Another limitation of our study is that we did not have detailed information about either the HT dose or the type of progestin used in the combined therapy, both of which have been discussed regarding a potential effect on stroke risk [14,40]. It is possible that our results concerning CEE when initiated late in relation to menopause onset would have been less pronounced had a lower dose been used. The recommended HT dose used in Sweden at the time when the women in our study were treated was 0.625 mg/day for CEE, 1–2 mg/day for oral oestradiol, and 50–100 μg/day for transdermal oestradiol . The progestins predominantly used in Sweden during this period were nortestosterones (e.g., norethisterone acetate, levonorgestrel, and dionegest), although pregnanes (e.g., medroxyprogesterone acetate) were also used. Considering that derivatives of norpregnane, the progestin found to be associated with increased risk of ischaemic stroke in a previous study , were not frequently used in our study , the type of progestin is unlikely to explain our observed association between combined HT and risk of haemorrhagic stroke.
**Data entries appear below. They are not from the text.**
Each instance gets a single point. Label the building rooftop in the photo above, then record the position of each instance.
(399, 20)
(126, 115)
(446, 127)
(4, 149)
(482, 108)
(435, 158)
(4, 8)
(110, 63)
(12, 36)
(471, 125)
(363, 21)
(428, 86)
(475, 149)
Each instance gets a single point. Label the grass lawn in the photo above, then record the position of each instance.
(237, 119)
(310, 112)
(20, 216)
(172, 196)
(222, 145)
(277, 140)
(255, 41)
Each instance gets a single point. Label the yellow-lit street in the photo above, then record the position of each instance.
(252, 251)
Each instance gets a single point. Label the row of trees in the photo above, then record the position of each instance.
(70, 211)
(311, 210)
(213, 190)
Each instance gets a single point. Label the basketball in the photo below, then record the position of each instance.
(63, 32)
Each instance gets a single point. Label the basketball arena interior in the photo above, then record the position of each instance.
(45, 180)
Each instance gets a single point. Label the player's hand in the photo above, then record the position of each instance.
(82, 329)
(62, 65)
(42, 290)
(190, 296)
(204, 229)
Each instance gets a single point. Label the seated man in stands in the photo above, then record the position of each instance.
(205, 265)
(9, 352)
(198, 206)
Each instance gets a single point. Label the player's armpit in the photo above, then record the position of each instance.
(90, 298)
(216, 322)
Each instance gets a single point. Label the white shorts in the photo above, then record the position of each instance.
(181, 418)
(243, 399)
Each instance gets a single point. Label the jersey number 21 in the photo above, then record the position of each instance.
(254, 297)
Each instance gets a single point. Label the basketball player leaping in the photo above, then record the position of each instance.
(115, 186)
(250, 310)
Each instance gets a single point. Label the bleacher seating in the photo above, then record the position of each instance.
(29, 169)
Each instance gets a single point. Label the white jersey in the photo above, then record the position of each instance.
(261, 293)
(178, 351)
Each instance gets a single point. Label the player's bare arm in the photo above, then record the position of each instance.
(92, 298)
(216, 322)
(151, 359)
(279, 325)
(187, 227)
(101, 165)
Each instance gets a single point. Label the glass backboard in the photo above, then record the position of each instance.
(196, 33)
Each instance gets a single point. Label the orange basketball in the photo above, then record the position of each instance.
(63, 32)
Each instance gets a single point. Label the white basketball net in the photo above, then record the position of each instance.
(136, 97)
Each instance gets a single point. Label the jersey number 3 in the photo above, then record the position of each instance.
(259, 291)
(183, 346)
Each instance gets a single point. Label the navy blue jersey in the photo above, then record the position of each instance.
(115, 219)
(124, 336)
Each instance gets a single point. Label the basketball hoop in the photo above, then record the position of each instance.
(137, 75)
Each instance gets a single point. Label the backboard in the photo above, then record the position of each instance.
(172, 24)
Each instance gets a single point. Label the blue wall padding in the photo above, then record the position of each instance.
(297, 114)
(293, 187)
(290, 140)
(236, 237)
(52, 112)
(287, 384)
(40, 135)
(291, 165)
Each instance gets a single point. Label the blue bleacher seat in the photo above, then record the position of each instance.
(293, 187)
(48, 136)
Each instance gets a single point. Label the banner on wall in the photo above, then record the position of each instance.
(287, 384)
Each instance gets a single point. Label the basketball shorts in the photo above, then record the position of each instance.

HT was associated with a reduced or null risk of future stroke if initiated relatively soon after the onset of menopause, regardless of regimen (type, active ingredient, and route of administration) and duration. This finding was extended to haemorrhagic stroke, excepting use of CEEs as single therapy. However, when HT was initiated late with regard to menopause onset, an increased risk was observed for stroke and haemorrhagic stroke when CEEs were used as single therapy. Combined therapy initiated late was associated with increased risk of haemorrhagic stroke only.
Based on both our results and the available evidence from previous studies, we conclude that HT is not associated with increased stroke risk, if therapy is initiated soon after menopause onset. Our results suggest that the initiation of HT 0–5 years after menopause onset, as compared to never use, is associated with a decreased risk of stroke and haemorrhagic stroke.